Namens appellant heeft mr. R.A. Knopper, advocaat, hoger beroep ingesteld en nadere stukken ingediend.
Het college heeft een verweerschrift ingediend.
Het onderzoek ter zitting heeft plaatsgevonden op 8 oktober 2019. Appellant is verschenen, bijgestaan door mr. Knopper. Het college heeft zich laten vertegenwoordigen door
mr. I. van Driel.

OVERWEGINGEN

1. De Raad gaat uit van de volgende in dit geding van belang zijnde feiten en omstandigheden.
1.1.
Appellant was gehuwd en exploiteerde samen met zijn echtgenote vanaf 1 januari 2008 een koeriersbedrijf onder de naam [naam bedrijf] (bedrijf). Op 2 februari 2017 is de inschrijving van het bedrijf bij de Kamer van Koophandel wegens opheffing van de onderneming ambtshalve doorgehaald.
1.2.
Appellant heeft zich op 30 november 2016 gemeld voor het aanvragen van bijstand op grond van de Participatiewet, waarna de aanvraag op 1 december 2016 is ingediend. Appellant heeft bij zijn aanvraag als reden opgegeven dat zijn financiële situatie is gewijzigd door echtscheiding.
1.3.
Op 19 december 2016 heeft een medewerker van [werkbedrijf] (medewerker), het werkbedrijf voor de arbeidsmarktregio [regio], waar de gemeente Helmond in deelneemt, met appellant een intakegesprek gevoerd. In dat gesprek heeft appellant onder meer verklaard dat hij sinds eind september 2016 geen inkomsten meer uit het bedrijf heeft en tot dan toe heeft geleefd van vrienden die hem contant geld hebben geleend.
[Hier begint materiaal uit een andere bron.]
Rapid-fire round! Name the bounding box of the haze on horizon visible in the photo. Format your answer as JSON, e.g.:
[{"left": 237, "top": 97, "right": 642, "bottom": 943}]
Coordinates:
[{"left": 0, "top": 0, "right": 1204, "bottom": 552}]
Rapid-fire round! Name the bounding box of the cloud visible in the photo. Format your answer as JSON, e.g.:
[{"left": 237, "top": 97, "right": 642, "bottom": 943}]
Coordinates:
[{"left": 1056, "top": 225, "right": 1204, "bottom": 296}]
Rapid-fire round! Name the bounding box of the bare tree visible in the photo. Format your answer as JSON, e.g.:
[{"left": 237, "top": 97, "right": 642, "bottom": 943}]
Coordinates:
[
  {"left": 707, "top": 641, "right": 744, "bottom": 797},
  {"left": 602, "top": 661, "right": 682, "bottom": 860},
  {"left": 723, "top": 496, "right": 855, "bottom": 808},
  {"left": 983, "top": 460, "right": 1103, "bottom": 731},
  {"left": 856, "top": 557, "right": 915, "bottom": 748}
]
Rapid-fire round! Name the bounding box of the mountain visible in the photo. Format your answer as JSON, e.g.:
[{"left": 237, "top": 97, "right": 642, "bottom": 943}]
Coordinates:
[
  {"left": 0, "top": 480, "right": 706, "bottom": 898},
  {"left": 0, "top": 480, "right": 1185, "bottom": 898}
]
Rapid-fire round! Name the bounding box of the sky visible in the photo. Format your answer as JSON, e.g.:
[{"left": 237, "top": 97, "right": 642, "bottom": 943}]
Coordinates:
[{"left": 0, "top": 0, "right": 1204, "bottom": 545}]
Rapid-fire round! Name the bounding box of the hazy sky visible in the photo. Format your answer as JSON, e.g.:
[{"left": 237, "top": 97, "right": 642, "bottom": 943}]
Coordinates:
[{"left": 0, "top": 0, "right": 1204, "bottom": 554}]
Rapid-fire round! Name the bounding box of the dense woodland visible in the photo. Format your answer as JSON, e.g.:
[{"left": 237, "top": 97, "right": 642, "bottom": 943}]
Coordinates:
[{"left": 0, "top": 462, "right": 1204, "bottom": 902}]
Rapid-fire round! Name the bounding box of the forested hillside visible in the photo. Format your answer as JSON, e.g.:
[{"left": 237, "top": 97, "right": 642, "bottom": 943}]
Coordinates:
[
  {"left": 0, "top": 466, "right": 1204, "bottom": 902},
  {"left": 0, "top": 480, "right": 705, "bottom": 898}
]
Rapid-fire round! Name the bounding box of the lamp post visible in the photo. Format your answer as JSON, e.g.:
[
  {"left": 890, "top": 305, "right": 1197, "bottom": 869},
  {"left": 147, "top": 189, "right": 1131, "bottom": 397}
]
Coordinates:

Bij brief van 23 december 2016 heeft de medewerker appellant onder meer gevraagd om objectieve en verifieerbare gegevens waaruit blijkt hoe hij in zijn levensonderhoud heeft voorzien in de periode vanaf 1 augustus 2016 te verstrekken. Bij brief van 27 december 2016 heeft appellant hierop gereageerd en aanvullende gegevens overgelegd. Uit de onder meer door appellant overgelegde stortingsbewijzen blijkt dat in de periode van 25 oktober 2016 tot en met 19 december 2016 bedragen tot een totaalbedrag van totaal € 3.200,- op de bankrekening van appellant zijn gestort. Appellant heeft hierover verklaard dat hij van vriend A een bedrag van € 3.200,- heeft geleend. In de bijgevoegde verklaring van vriend A verklaart deze vriend dat hij appellant diverse malen heeft geholpen met geld. Tevens heeft appellant twee verklaringen overgelegd van vriend B, waarin deze vriend verklaart dat hij en andere vrienden appellant financieel hebben geholpen en dat hij appellant contant geld heeft gegeven. Verder heeft appellant stukken overgelegd waaruit blijkt dat appellant leasecontracten van twee bedrijfsauto’s heeft afgekocht voor een bedrag van in totaal € 6.480,65. Hij heeft de auto’s vervolgens verkocht voor een bedrag van € 16.940,-.
1.4.
Nadat gebleken was dat appellant op 21 en 22 september 2016 van de zakelijke rekening van het bedrijf bedragen van € 10.000,- respectievelijk € 5.000,- had opgenomen heeft de medewerker appellant bij brief van 20 januari 2017 gevraagd met bewijsstukken aan te tonen hoe hij deze bedragen heeft besteed. Bij brief van 23 januari 2017 heeft appellant verklaard dat hij de bedragen van in totaal € 15.000,- contant heeft opgenomen om de leasecontracten te kunnen aflossen. Het bedrag dat resteerde heeft hij in een bakje bij het plastic afval verstopt, waar het vervolgens per abuis door de poetshulp is weggegooid.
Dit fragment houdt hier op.